Toulon – Pathé Liberté
Pascal ELBE, homme-orchestre mais conteur avant tout !

PASCAL ELBÉ

Antoine (Pascal Elbé), est professeur. C’est un homme assez solitaire, qui a l’air tout le temps «à l’ouest», qui se préoccupe peu de ses élèves, qui n’a que peu de rapports avec ses collègues, semblant vivre dans une bulle. Écoutant la musique à fond, laissant sonner son réveil, Claire, sa voisine (Sandrine Kiberlain), passe son temps à monter frapper à sa porte et gueuler après lui.

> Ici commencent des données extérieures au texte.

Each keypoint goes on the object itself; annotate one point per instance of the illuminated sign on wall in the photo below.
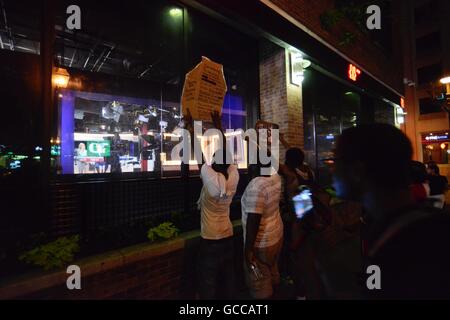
(98, 149)
(353, 72)
(435, 138)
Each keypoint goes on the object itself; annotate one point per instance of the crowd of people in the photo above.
(404, 229)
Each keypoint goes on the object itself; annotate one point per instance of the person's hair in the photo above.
(294, 157)
(254, 170)
(433, 167)
(383, 149)
(418, 172)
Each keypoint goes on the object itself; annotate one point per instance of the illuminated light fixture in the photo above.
(353, 72)
(445, 80)
(175, 12)
(400, 115)
(60, 77)
(298, 65)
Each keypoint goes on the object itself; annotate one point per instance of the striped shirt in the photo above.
(262, 196)
(214, 202)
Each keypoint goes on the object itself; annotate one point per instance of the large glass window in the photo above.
(329, 108)
(121, 109)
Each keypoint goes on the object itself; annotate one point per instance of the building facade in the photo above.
(97, 142)
(427, 44)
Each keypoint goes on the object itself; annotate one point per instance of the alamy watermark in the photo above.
(374, 20)
(74, 280)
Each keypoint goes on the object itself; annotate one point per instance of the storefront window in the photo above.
(20, 78)
(435, 147)
(329, 108)
(121, 108)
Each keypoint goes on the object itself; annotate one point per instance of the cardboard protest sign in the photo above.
(204, 90)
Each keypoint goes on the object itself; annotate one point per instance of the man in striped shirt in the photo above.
(263, 234)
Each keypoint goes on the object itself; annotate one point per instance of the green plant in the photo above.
(164, 231)
(54, 254)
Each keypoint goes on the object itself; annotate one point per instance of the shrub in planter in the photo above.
(165, 231)
(55, 254)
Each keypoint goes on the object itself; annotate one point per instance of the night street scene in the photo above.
(240, 153)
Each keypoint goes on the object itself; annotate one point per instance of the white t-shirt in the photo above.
(262, 196)
(214, 202)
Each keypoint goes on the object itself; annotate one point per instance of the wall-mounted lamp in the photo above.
(60, 77)
(400, 115)
(445, 80)
(297, 67)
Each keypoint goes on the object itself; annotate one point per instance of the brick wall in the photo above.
(383, 65)
(165, 271)
(281, 101)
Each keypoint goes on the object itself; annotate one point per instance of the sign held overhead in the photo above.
(204, 90)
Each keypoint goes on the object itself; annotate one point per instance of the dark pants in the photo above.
(215, 271)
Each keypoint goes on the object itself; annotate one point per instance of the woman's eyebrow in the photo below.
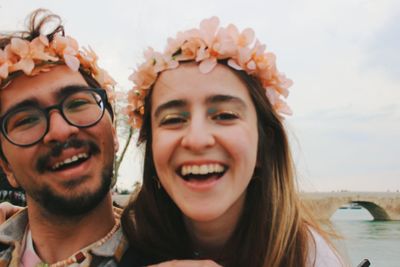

Il a toujours l’aire surpris de la réaction des gens, jusqu’au jour où il découvre qu’il est malentendant. Il se fera poser des prothèses qui le font basculer dans un autre monde de bruits et de fureur.
Du coup, sa façon d’appréhender la vie va changer, avec sa mère, Angèle (Marthe Villalonga), qui a la maladie d’Alzheimer, sa sœur Jeanne (Emmanuelle Devo) avec qui se chamaille souvent, Francis, son meilleur ami (François Berléand) et jusqu’à sa voisine et sa petite fille Violette (Manon Lemoine) muette depuis la mort de son papa.
Ses rapports avec les autres vont changer mais il devra vivre une autre vie, l’appréhender et se l’approprier. Il va pouvoir entendre les autres, s’entendre avec eux.
C’est une très jolie comédie romantique comme, jusqu’ici, seuls savaient le faire les Américains.
Pascal Elbé, qui l’a écrite, qui la met en scène et s’octroie l’un des rôles titres, a su le faire avec tact tendresse, émotion et rire mêlés et de plus, il sait de quoi il parle, étant lui-même un malentendant.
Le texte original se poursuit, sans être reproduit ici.